However, when Kara made no move other than to tighten her hold on his neck, slowly squeezing the life out of him, Cat decided she had to act. Supergirl doesn’t kill, it’s part of what makes her so noble and benevolent, and Cat wouldn’t let her give that up for some lowlife who smelled like he had never used soap.

Cat struggled to her feet, her body suddenly feeling foreign to her.

“Supergirl.” Her voice was tremulous. Kara didn’t react.

“Supergirl,”she blurted, panicking now, the man was getting paler by the second, “let him go!”

Cat limped over, the blood rushing back to her feet making her stumble. She laid a hand gently on Kara’s shoulder, trying not to startle her. 

“Kara, look at me.”

Reluctantly, Kara loosened her grip on the man’s neck, but she didn’t let go or redirect her glance.

“He would have killed you.” Her voice was thick with-something-Cat couldn’t put her finger on it. Some emotion that she never wanted to hear in that beautiful voice again.

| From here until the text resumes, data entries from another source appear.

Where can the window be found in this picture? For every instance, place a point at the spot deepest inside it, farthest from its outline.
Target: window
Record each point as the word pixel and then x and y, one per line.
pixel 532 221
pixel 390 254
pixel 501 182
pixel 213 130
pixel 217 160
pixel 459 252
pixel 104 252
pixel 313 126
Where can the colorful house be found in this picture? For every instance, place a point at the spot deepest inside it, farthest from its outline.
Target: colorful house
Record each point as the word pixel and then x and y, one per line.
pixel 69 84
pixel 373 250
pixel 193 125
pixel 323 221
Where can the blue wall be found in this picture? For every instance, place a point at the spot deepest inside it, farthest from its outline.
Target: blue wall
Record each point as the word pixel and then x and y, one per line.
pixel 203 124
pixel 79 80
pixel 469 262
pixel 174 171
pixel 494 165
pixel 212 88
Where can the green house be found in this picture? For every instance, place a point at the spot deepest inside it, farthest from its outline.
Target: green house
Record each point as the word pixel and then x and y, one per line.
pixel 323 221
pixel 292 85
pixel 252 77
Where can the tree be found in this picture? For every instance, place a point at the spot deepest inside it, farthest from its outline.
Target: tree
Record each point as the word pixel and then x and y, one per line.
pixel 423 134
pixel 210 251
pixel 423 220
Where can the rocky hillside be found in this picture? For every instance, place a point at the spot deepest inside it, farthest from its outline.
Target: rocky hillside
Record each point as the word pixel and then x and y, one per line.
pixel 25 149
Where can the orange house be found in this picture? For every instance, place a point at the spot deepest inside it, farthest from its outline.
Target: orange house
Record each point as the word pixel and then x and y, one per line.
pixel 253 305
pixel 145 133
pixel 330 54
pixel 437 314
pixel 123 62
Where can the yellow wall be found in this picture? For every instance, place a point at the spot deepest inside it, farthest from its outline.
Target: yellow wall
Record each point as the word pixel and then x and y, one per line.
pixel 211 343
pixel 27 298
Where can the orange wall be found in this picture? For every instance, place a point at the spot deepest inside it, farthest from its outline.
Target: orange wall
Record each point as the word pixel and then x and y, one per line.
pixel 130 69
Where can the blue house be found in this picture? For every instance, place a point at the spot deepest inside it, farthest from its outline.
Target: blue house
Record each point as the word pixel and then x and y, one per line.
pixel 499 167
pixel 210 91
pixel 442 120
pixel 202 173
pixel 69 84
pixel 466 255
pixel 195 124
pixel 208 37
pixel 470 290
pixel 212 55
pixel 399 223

“Yes, but he won’t hurt anyone else now. You can let go.”

Gradually, Kara drew her hand back and rested it on her knee shakily. 

Cat knew she needed to call someone, sooner rather than later, but her priority at the moment was Kara. She, seemed to have withdrawn into herself, breathing shallowly and refusing to look at the man she had almost killed, or at Cat.

Very slowly, Cat sank to her knees in front of Kara, running her hand down her arm lightly and grasping her fingers between her own. She used her other hand to lift Kara’s chin from where she was staring, unseeing, forcing her to meet her eyes. 

Kara’s eyes were strikingly blue, and wet. When Kara hurriedly searched Cat’s face and found her lip, swollen and bleeding, the tears she had been holding back broke free, spilling over gracefully onto her cheeks. 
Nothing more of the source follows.